What you give up is real but smaller than it used to be. The top cloud models are still ahead on the hardest, gnarliest problems. Sonnet 4.6 is probably still a bit better than this local setup, Opus 4.8 blows it out of the water, and Fable 5 is somehow another leap beyond that (though at the current time of writing, Fable is not available.) And there’s the upfront cost. A 5090 isn’t cheap. Though, if you were buying one (or already had one) anyway the coding assistant is basically free after that.

What you get is the rest of it.

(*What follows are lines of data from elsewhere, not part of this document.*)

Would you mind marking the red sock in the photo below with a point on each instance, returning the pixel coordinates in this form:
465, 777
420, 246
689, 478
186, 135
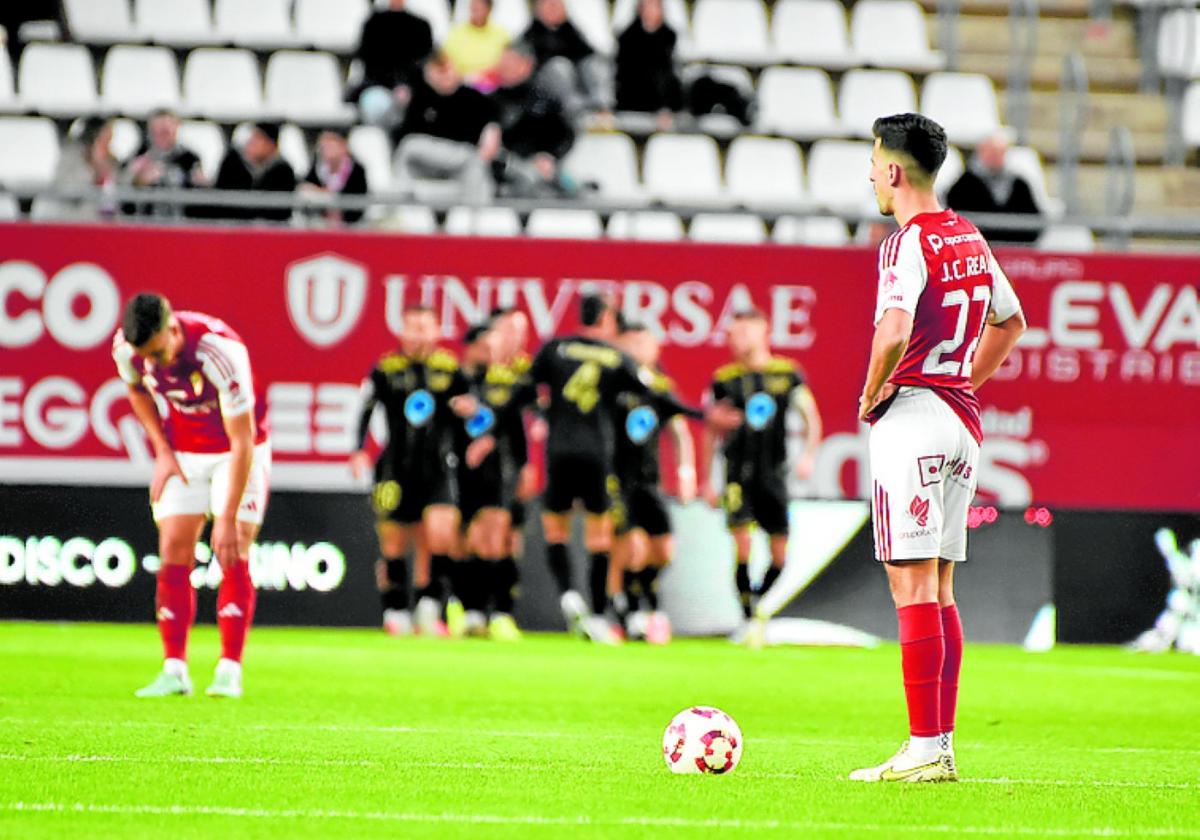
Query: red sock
952, 628
922, 651
174, 609
235, 610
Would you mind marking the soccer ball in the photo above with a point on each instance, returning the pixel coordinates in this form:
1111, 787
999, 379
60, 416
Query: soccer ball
702, 739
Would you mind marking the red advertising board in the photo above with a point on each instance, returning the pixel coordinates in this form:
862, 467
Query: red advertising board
1098, 408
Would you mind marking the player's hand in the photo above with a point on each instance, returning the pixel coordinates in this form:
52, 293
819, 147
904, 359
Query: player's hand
479, 449
165, 466
360, 462
225, 540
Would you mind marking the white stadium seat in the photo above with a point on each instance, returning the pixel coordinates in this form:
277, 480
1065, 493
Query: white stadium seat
727, 227
865, 95
564, 223
35, 167
731, 30
306, 88
371, 148
811, 33
839, 173
797, 102
175, 23
964, 103
330, 24
99, 21
649, 226
765, 172
892, 34
259, 24
138, 79
611, 162
58, 79
222, 84
683, 168
823, 231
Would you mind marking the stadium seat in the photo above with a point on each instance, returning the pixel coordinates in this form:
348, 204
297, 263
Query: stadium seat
727, 227
811, 33
765, 172
138, 79
731, 30
869, 94
483, 222
99, 21
564, 223
331, 24
839, 175
208, 141
306, 88
222, 84
781, 88
258, 24
609, 161
683, 168
513, 15
964, 103
175, 23
892, 34
651, 226
823, 231
39, 142
371, 148
58, 79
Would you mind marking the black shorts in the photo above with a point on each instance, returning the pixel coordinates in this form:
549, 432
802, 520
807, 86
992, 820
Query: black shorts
762, 501
574, 478
641, 507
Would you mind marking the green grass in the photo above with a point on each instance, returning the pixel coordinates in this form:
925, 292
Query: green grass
352, 733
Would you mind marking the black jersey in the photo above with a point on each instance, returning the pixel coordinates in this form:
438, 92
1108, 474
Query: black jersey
759, 447
639, 420
585, 377
415, 395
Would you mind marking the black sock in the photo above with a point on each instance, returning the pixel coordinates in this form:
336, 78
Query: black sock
598, 574
745, 595
559, 565
648, 580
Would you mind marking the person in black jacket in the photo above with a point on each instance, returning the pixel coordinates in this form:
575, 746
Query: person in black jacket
989, 186
646, 71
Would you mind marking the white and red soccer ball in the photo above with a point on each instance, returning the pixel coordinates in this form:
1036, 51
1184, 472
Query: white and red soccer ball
702, 739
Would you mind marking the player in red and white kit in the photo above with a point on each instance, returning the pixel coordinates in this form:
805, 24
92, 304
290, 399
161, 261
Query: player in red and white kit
945, 319
213, 459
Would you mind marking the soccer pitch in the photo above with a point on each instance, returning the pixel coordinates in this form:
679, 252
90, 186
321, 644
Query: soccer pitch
353, 733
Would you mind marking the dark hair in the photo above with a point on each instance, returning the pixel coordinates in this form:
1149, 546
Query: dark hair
144, 316
916, 136
592, 309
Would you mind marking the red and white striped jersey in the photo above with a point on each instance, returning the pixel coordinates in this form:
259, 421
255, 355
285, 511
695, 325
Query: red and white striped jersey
940, 269
209, 379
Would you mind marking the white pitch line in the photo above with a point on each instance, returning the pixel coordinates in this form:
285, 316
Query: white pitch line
792, 826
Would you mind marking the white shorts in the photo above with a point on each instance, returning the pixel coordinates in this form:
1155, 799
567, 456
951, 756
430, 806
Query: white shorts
208, 485
924, 466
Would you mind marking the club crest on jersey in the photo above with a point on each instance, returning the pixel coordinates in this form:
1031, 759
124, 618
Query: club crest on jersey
760, 411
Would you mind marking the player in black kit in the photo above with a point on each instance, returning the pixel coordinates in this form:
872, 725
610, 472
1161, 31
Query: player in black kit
763, 389
424, 395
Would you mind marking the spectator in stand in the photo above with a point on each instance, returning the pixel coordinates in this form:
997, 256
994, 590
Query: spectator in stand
335, 172
87, 161
989, 186
449, 133
256, 167
474, 47
647, 79
567, 60
535, 132
162, 162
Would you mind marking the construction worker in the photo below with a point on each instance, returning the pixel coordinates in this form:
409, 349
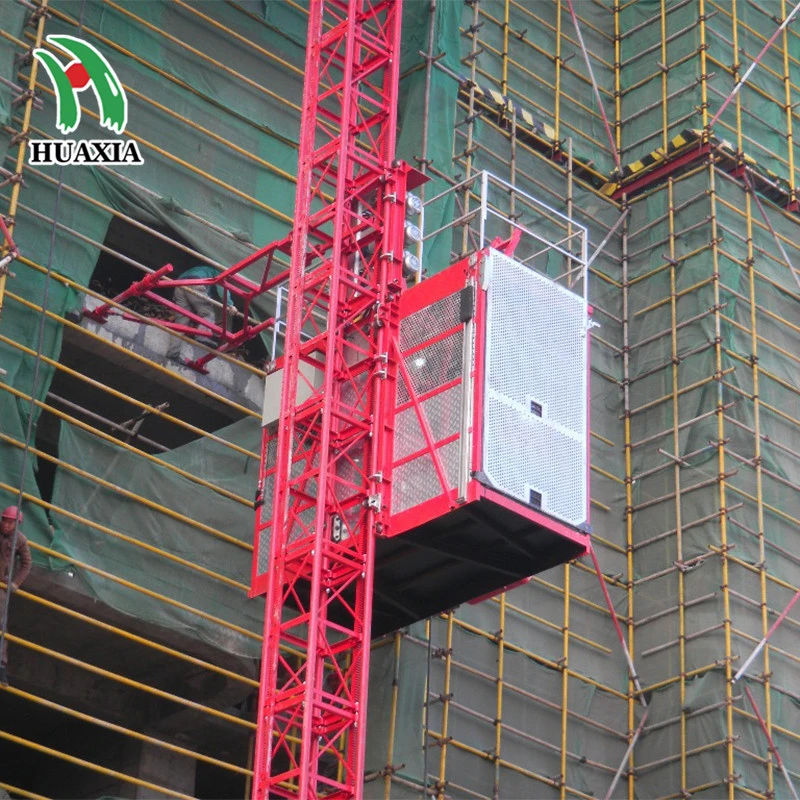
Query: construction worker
198, 300
14, 575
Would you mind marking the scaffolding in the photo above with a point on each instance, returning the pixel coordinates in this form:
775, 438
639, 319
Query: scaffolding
138, 607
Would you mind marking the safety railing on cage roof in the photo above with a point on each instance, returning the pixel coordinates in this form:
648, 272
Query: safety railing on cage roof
544, 231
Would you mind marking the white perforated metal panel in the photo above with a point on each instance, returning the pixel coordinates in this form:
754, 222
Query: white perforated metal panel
535, 404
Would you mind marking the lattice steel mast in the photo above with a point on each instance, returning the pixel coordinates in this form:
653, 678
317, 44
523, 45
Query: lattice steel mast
330, 469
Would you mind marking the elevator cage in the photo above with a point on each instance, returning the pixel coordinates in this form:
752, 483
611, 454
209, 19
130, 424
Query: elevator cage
489, 474
492, 393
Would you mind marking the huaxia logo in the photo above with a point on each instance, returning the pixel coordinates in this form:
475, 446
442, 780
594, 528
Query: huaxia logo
88, 67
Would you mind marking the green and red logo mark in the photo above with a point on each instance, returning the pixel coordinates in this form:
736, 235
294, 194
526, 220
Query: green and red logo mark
87, 68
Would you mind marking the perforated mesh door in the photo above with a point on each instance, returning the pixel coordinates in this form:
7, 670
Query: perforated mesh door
535, 412
434, 371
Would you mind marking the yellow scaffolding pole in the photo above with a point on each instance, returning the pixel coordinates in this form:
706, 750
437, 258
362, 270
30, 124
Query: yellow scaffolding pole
22, 145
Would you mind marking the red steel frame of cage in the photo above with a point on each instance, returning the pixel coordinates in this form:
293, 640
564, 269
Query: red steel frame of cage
333, 448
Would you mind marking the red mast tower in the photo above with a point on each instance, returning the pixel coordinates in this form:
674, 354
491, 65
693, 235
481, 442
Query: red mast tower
331, 454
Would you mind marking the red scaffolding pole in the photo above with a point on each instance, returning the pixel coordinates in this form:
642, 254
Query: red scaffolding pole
328, 461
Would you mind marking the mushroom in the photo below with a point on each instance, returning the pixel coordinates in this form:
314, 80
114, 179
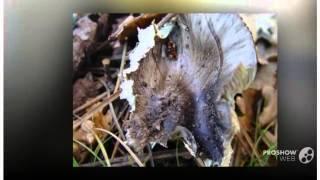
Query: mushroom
185, 84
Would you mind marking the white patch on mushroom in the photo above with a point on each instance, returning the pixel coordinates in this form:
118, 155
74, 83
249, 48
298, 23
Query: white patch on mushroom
146, 43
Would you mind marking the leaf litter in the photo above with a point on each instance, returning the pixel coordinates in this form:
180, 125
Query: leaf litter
98, 53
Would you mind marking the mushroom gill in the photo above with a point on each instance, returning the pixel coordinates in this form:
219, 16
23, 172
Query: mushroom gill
186, 84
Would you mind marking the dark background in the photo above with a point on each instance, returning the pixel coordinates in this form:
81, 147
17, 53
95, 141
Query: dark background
38, 91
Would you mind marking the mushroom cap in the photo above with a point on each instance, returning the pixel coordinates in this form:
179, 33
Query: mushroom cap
189, 80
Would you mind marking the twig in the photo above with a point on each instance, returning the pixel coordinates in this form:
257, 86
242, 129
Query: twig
156, 156
121, 66
165, 19
112, 111
117, 143
151, 157
137, 160
252, 146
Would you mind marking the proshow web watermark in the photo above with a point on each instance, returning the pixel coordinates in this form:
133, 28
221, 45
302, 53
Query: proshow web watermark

Everything stays on my machine, which matters a lot for code I can’t send to a third party. No per-token bill, so I can be as wasteful and exploratory as I want. It keeps working if my internet drops. And it’s just satisfying to watch something this capable run on hardware I own with nothing phoning home.

A year ago I’d have called local models a hobby. Now, for a big chunk of day-to-day coding, they’re a real tool. If you’ve got the GPU, try it.

What I’m trying next

This was mostly a proof of concept to see if the setup was viable. It is, so now I want to actually fold it into everyday use. Two things I’m going to try next:

  1. Using natural language to easily run everyday commands and tasks, like having it generate SQL from a plain-English description of what I want instead of writing the query by hand.
  2. Building a real application with some actual complexity, not just a landing page, and seeing where the local model starts to strain.